When at last Victor rose, something inside him had already died, and something else—older, crawling—had taken its place.
The walk back to Aurum was slow, a sleepwalker’s drift. When he entered the throne hall, King Leroy did not recognize the figure approaching him: hair loose, clothes torn, eyes hollow as winter.
“Victor?” the King whispered, rising. “Where is—”
The insects answered for him.
They poured from Victor’s sleeves, from his collar, from between his teeth—centipedes, beetles, tiny winged things that moved like a single dark tide. They swarmed over the King before he could scream. Leroy collapsed while clawing at his own face, his voice muffled beneath the clicking, writhing mass.
The maid who saw it ran from the hall shrieking.
By the time help arrived, nothing remained of the King but bones shining in the torchlight.
And Victor—no, Barang, as the hushed rumors soon called him—was gone.
He walked without direction, a pilgrim of ruin.

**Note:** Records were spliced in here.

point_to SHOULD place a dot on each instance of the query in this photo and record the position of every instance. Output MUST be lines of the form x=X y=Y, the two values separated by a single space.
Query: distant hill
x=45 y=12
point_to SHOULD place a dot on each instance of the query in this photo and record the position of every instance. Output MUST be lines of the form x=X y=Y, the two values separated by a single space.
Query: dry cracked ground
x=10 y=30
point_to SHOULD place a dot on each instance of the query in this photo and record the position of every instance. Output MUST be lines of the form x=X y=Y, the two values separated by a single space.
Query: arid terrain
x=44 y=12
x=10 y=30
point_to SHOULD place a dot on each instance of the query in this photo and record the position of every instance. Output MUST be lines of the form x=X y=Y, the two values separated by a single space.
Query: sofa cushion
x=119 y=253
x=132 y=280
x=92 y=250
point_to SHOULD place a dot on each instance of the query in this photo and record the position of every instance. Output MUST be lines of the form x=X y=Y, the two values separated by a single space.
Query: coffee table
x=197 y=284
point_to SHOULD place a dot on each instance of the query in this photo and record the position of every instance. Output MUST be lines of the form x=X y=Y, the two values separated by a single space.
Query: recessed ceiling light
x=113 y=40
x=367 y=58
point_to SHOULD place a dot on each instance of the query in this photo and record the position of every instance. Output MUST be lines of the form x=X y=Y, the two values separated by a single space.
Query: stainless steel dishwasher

He tried to die. Oh, how he tried.
He leapt from cliffs so tall the wind screamed around him.
He let wolves tear into his flesh, let their claws rake bone.
He stood in burning brush and watched flames lick his skin.
None of it held.
None of it stayed.
Every dawn he woke beside the dead that had tried to kill him.
Barang wandered north, farther and farther, until night skies unfamiliar to him stretched wide. When the stars were bright enough, he imagined Helena among them—laughing, cradling the child they had once dreamed of. At times he would see them clearly, like silhouettes dancing on hilltops, until the dream shattered and left him more hollow than before.
Occasionally he screamed into the void, begging the voice in the well to answer.
It never did.
Months later he stumbled into a northern city whose sigil—a snarling tiger head on a black shield—hung from every archway. It was peaceful. Children laughed in the streets. Vendors called out prices. For a moment, Barang felt as though he had stepped into a painting of a life he was never meant to have.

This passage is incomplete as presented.